// Practice problems for LSU EE 4702 Spring 2000 Final Exam


////////////////////////////////////////////////////////////////////////////////
//
// Problem 1
//

// Show the values of x in the simulation of the module below.
  
module waits();

   wire a,b;
   reg [1:0] count;
   reg       [7:0] x;
   assign    {b,a} = count;

   always #2 count = count + 1;
   
   initial begin
      count = 0;
      x = 0;
      wait( a );
      x = 1;
      wait( a & b );
      x = 2;
      @( b );
      x = 3;
      wait( a );
      x = 4;
      wait( a | b );
      x = 5;
      @( a );
      x = 6;
      @( a or b );
      x = 7;
      #1;
      $stop;
   end

endmodule // waits


// Solution:

// Follow:  http://www.ee.lsu.edu/v/2000/feprac.pdf
//  The solution is on the BOTTOM of the page, so scroll down.
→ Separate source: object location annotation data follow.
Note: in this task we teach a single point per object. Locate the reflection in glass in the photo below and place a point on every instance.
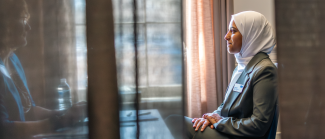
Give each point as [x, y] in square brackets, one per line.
[126, 15]
[159, 64]
[164, 54]
[39, 86]
[163, 11]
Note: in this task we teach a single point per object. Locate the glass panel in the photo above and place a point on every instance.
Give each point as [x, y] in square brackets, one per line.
[43, 69]
[123, 11]
[124, 44]
[80, 6]
[164, 54]
[160, 67]
[163, 10]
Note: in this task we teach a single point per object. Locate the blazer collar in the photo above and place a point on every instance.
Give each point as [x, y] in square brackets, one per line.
[253, 62]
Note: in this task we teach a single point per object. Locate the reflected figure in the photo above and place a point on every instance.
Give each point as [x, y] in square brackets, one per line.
[20, 118]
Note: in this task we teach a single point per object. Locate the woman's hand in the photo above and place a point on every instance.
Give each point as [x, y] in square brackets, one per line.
[198, 122]
[212, 117]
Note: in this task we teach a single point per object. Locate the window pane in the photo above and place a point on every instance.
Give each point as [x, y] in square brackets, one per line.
[80, 6]
[123, 11]
[164, 54]
[124, 44]
[163, 10]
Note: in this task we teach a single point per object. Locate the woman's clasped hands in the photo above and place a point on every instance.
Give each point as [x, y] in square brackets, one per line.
[207, 119]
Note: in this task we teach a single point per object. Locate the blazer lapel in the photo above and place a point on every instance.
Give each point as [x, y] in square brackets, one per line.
[243, 79]
[233, 95]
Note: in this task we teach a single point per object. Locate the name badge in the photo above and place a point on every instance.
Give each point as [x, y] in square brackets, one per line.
[238, 87]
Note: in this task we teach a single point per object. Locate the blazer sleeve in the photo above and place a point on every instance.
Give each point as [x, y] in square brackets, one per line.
[264, 100]
[218, 111]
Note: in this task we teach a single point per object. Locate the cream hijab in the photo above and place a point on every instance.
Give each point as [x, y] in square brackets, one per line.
[258, 36]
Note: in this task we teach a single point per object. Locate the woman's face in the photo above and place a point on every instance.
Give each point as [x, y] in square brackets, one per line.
[234, 39]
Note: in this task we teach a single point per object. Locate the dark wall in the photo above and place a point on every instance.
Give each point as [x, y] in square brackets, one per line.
[301, 55]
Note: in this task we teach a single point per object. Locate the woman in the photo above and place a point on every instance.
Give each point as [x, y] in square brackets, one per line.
[20, 118]
[249, 108]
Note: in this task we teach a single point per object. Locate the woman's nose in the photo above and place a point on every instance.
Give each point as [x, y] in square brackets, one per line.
[227, 36]
[27, 27]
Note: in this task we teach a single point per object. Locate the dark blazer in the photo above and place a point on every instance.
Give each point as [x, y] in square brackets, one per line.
[250, 113]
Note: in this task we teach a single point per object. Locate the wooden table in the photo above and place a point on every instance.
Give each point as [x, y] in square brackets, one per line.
[155, 129]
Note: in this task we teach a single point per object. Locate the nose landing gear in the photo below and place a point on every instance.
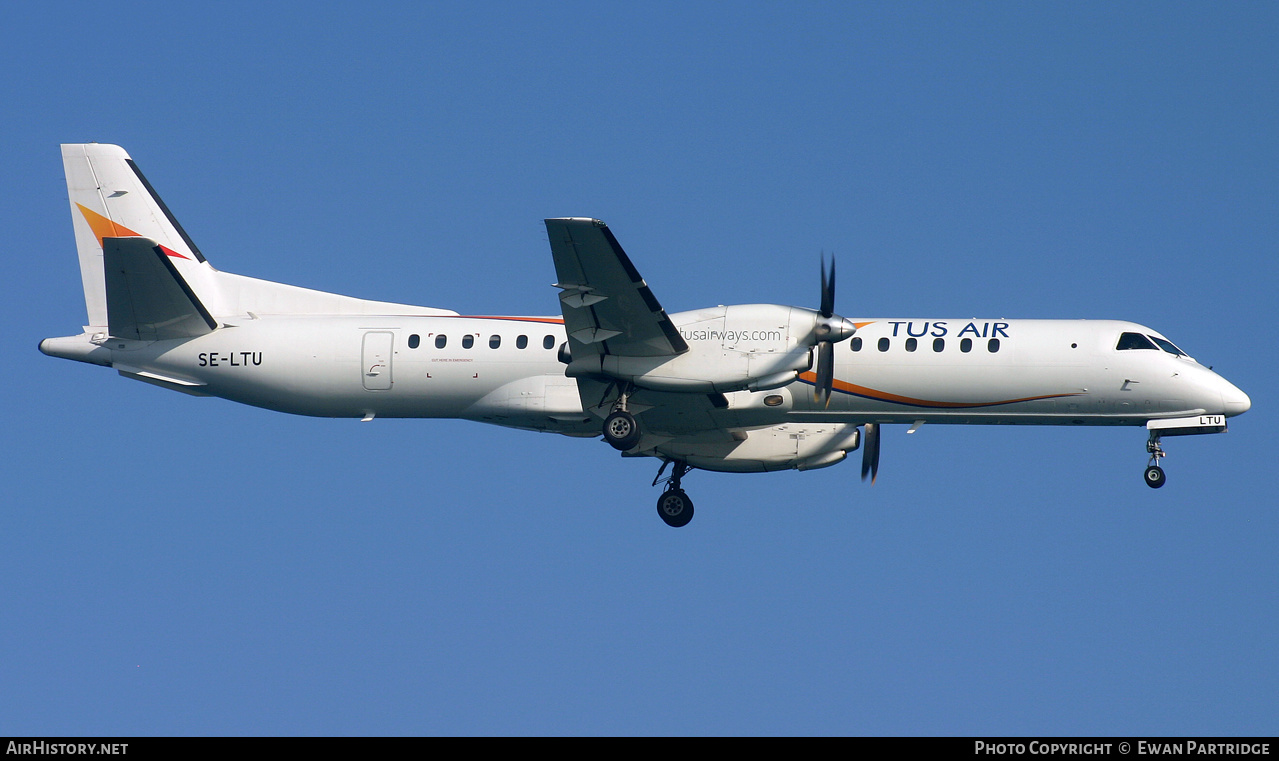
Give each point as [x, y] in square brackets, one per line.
[1155, 476]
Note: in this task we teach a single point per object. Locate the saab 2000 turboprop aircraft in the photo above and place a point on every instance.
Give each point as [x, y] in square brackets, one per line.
[747, 388]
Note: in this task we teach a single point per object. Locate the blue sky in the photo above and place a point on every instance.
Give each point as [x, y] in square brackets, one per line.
[179, 565]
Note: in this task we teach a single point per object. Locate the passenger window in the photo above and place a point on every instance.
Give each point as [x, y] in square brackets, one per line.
[1135, 340]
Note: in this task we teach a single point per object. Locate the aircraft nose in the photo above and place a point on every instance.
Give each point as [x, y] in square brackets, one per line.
[1236, 400]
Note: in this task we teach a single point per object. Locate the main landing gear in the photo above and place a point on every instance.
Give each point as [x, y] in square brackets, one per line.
[1154, 473]
[673, 505]
[620, 429]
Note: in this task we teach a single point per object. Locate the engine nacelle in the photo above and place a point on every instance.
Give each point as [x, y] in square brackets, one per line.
[802, 447]
[747, 347]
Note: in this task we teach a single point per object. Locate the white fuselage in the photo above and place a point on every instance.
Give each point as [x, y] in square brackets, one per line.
[893, 371]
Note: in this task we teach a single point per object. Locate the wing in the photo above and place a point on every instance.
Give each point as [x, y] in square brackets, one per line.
[608, 307]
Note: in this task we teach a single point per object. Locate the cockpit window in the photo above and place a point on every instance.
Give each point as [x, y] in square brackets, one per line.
[1135, 340]
[1168, 345]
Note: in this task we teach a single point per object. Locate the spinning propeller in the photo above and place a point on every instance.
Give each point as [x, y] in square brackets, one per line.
[828, 331]
[870, 452]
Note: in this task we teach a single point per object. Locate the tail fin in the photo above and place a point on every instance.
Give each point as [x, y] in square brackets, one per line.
[111, 198]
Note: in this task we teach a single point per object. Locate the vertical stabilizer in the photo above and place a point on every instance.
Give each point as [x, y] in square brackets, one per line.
[111, 198]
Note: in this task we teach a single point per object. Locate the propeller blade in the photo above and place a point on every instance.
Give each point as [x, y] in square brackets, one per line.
[825, 374]
[828, 288]
[870, 452]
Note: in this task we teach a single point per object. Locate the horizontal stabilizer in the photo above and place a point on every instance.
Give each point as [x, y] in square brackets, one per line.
[146, 298]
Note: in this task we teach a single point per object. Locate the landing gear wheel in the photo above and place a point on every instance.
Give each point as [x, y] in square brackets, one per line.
[675, 508]
[620, 430]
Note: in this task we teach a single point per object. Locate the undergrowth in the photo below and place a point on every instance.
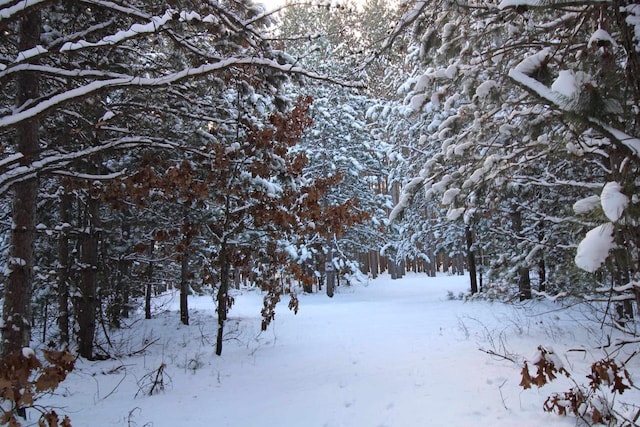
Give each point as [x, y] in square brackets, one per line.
[24, 378]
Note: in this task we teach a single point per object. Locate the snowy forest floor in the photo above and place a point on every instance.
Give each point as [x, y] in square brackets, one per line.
[386, 353]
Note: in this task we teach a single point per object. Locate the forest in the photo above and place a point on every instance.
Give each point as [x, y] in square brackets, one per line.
[208, 146]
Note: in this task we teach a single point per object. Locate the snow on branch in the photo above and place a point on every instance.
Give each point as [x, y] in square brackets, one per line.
[521, 74]
[96, 86]
[548, 4]
[594, 249]
[18, 173]
[18, 8]
[135, 30]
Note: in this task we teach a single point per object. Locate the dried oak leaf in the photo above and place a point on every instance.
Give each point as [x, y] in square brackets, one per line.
[526, 377]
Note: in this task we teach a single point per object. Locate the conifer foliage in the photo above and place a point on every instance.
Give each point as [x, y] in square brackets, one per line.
[138, 137]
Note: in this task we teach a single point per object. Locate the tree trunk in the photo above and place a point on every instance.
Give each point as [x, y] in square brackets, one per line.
[63, 266]
[471, 260]
[222, 297]
[87, 300]
[524, 281]
[373, 262]
[184, 288]
[16, 314]
[149, 287]
[330, 272]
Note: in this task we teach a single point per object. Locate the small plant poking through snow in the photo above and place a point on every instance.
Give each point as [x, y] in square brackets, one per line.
[154, 381]
[593, 404]
[23, 378]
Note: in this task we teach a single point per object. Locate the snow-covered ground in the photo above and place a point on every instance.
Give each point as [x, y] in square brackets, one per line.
[386, 353]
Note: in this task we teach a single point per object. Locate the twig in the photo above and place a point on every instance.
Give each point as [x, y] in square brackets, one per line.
[501, 356]
[501, 396]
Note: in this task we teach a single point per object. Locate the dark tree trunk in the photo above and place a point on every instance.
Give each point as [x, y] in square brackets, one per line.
[87, 300]
[16, 314]
[524, 281]
[330, 273]
[471, 260]
[373, 262]
[542, 274]
[184, 289]
[63, 266]
[223, 295]
[149, 286]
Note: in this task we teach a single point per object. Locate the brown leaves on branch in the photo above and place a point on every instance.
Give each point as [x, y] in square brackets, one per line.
[546, 369]
[585, 403]
[23, 376]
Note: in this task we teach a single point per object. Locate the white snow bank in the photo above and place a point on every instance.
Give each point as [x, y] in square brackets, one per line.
[586, 205]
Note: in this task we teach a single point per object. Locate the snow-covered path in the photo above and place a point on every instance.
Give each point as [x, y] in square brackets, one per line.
[392, 353]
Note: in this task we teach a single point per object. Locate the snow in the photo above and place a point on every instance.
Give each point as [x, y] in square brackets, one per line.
[382, 353]
[633, 19]
[156, 23]
[601, 35]
[485, 88]
[586, 205]
[449, 196]
[613, 201]
[565, 84]
[594, 249]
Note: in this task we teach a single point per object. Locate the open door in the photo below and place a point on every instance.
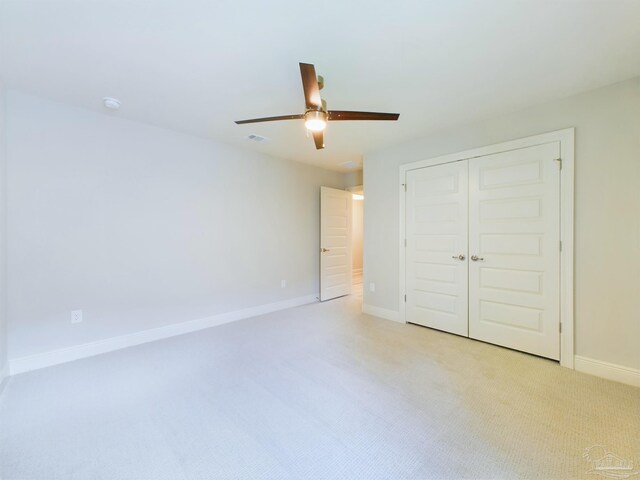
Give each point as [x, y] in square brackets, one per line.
[335, 243]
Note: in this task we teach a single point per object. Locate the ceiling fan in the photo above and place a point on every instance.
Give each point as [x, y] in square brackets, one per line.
[316, 114]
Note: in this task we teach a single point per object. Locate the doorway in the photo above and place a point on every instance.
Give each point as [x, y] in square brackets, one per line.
[486, 244]
[357, 235]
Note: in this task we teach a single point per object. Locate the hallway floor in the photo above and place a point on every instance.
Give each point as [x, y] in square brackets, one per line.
[316, 392]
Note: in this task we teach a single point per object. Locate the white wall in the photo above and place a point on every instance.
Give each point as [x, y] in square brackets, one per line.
[3, 289]
[607, 211]
[142, 227]
[357, 228]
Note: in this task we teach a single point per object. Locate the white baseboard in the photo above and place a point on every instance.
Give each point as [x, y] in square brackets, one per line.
[381, 313]
[63, 355]
[610, 371]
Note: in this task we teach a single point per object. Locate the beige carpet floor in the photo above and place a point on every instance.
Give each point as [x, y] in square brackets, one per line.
[316, 392]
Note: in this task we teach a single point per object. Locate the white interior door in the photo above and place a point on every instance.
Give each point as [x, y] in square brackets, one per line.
[335, 243]
[514, 232]
[436, 250]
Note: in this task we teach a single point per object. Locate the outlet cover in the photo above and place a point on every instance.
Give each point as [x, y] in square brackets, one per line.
[76, 316]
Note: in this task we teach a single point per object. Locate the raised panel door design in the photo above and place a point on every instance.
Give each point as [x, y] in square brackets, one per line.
[436, 229]
[514, 230]
[335, 242]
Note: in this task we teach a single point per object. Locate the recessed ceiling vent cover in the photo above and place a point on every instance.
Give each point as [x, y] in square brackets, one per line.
[349, 164]
[257, 138]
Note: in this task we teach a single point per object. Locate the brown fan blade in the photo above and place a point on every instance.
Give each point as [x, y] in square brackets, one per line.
[347, 115]
[270, 119]
[318, 138]
[310, 86]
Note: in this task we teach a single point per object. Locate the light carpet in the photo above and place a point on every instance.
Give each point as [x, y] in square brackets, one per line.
[315, 392]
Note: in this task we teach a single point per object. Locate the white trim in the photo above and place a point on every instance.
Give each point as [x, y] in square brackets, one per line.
[610, 371]
[566, 138]
[381, 313]
[63, 355]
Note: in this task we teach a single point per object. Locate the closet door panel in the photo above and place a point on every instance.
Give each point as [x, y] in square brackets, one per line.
[436, 255]
[514, 231]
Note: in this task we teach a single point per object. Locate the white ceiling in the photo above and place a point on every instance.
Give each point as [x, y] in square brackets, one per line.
[195, 66]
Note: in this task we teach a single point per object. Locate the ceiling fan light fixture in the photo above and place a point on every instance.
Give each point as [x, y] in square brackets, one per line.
[315, 120]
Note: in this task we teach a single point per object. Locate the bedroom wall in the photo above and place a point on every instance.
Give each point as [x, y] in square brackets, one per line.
[607, 210]
[4, 369]
[141, 227]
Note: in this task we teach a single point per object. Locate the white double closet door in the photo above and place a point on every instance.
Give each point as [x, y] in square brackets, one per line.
[483, 248]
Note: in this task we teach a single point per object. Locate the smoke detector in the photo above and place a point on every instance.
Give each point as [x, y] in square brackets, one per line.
[111, 103]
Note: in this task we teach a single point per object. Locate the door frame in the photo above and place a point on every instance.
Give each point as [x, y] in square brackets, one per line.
[566, 138]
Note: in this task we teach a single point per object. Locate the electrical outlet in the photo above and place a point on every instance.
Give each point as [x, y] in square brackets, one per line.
[76, 316]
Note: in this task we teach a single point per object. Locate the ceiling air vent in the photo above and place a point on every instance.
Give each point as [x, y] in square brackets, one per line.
[349, 164]
[257, 138]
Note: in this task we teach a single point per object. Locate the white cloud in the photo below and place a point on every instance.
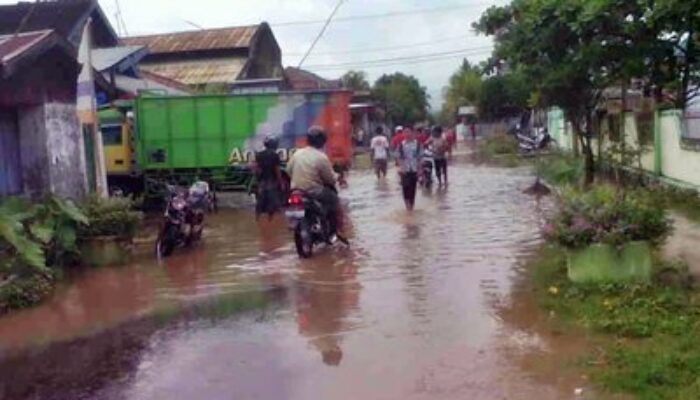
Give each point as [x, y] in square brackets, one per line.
[155, 16]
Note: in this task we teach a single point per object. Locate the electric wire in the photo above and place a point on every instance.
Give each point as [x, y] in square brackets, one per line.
[320, 34]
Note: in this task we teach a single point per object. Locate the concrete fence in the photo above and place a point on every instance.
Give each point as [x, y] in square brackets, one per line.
[673, 153]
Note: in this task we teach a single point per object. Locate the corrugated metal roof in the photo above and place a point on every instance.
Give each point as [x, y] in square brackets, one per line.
[104, 59]
[208, 39]
[133, 86]
[200, 72]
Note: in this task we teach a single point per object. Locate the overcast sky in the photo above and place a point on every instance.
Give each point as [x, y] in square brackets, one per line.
[418, 27]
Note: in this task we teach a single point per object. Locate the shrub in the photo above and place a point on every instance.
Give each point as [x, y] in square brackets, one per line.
[25, 291]
[604, 215]
[110, 217]
[561, 169]
[37, 235]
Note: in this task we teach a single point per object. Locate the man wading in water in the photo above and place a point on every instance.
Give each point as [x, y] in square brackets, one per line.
[271, 185]
[409, 153]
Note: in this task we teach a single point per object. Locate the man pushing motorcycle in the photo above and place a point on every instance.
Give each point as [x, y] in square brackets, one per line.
[311, 171]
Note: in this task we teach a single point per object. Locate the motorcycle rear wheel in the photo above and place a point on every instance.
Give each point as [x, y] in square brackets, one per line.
[303, 239]
[165, 245]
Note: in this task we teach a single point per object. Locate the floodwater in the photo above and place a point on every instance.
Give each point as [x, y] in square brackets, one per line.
[428, 305]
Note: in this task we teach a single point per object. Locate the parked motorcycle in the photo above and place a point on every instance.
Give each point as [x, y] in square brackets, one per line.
[539, 140]
[184, 217]
[427, 165]
[309, 221]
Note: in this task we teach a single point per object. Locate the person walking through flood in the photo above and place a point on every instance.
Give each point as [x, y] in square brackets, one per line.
[440, 147]
[398, 138]
[409, 152]
[379, 148]
[271, 185]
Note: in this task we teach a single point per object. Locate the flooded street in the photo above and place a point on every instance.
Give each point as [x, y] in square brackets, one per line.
[422, 306]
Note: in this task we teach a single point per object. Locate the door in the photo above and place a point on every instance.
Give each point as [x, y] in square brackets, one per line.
[10, 165]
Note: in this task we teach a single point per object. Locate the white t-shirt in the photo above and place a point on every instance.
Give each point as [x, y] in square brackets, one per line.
[380, 147]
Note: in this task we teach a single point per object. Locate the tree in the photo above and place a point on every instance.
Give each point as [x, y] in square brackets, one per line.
[571, 50]
[356, 81]
[463, 89]
[672, 30]
[503, 96]
[403, 97]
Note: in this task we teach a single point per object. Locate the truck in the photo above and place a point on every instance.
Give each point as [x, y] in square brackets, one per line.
[178, 140]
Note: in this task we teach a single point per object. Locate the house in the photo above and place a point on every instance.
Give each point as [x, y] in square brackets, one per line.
[40, 139]
[119, 75]
[77, 26]
[213, 59]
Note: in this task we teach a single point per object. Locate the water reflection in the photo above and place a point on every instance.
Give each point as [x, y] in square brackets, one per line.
[327, 292]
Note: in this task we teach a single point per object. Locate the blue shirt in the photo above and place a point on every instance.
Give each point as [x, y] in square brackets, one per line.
[409, 153]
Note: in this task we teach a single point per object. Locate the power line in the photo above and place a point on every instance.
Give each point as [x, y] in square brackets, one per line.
[379, 16]
[332, 67]
[407, 58]
[388, 48]
[323, 30]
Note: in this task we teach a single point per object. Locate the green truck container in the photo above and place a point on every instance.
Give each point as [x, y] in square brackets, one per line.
[214, 137]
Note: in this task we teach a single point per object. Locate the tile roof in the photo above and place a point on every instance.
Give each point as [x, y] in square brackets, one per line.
[12, 46]
[104, 59]
[201, 71]
[24, 47]
[208, 39]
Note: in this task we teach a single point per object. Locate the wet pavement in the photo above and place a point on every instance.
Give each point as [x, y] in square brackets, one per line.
[427, 305]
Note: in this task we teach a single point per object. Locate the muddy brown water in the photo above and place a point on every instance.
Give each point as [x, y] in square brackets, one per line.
[422, 306]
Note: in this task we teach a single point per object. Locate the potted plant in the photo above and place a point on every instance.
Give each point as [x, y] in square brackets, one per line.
[610, 234]
[108, 238]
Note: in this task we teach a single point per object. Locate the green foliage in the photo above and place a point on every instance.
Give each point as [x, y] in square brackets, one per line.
[685, 200]
[605, 215]
[572, 50]
[37, 235]
[560, 169]
[503, 95]
[463, 89]
[495, 97]
[355, 80]
[405, 100]
[110, 217]
[654, 354]
[25, 291]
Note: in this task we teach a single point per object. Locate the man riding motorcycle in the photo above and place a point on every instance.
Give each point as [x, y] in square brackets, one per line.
[269, 176]
[311, 171]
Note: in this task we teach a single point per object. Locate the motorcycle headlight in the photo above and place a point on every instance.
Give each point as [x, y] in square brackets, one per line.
[179, 204]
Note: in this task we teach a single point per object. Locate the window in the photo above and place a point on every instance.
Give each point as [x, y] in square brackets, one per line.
[111, 135]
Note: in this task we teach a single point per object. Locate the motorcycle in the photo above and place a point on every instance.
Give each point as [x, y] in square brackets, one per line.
[541, 140]
[184, 218]
[309, 220]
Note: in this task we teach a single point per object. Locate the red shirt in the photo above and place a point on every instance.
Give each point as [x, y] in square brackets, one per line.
[423, 138]
[397, 140]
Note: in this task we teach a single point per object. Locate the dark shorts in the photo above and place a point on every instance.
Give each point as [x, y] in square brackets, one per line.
[440, 167]
[409, 181]
[380, 165]
[270, 198]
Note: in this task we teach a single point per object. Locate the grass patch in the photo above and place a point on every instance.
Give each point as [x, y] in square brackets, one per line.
[685, 201]
[654, 329]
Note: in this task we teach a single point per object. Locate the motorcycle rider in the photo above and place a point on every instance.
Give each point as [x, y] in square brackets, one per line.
[312, 172]
[269, 176]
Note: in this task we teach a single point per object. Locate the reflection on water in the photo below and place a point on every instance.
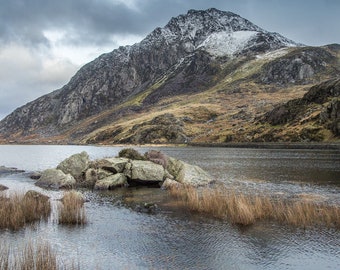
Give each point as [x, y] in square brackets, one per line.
[117, 237]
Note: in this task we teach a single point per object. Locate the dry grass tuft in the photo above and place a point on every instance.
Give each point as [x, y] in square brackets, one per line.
[71, 210]
[246, 209]
[16, 210]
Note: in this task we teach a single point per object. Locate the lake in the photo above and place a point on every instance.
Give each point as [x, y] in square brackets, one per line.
[118, 237]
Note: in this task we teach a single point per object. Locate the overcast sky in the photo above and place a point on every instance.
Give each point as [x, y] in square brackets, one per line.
[44, 42]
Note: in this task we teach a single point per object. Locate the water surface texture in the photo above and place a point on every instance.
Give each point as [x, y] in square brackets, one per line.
[118, 237]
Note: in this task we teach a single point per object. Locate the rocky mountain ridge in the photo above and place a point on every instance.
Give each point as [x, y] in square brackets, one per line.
[202, 57]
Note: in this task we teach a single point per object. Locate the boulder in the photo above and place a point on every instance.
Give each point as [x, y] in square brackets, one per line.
[5, 170]
[112, 181]
[144, 171]
[75, 165]
[114, 165]
[54, 178]
[93, 175]
[32, 194]
[35, 175]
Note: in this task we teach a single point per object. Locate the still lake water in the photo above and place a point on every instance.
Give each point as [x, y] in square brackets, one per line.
[117, 237]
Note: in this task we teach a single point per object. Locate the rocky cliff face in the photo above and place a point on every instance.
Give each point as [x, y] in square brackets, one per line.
[192, 54]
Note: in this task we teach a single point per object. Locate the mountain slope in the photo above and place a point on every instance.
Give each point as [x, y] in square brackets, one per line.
[198, 78]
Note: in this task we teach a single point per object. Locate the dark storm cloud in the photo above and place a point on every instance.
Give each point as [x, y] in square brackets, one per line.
[91, 21]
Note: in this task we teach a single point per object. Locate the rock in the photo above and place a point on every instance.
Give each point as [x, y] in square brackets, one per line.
[32, 194]
[93, 175]
[75, 165]
[4, 170]
[35, 175]
[188, 174]
[157, 157]
[2, 187]
[169, 183]
[110, 182]
[144, 171]
[114, 165]
[55, 178]
[174, 166]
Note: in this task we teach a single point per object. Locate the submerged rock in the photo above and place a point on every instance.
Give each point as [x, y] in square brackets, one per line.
[144, 171]
[56, 179]
[111, 182]
[32, 194]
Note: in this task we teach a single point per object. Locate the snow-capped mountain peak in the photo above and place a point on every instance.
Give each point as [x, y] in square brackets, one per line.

////////////////////////////////////////////////////////////////////////////////
//
// Problem 2
//

// The shifter below shifts 8-bit quantities by two bits.  

// Re-write it using parameters so that it can shift width-bit
// quantities by amount bits.

// Instantiate a 16-bit wide, 4-bit shift version of the module.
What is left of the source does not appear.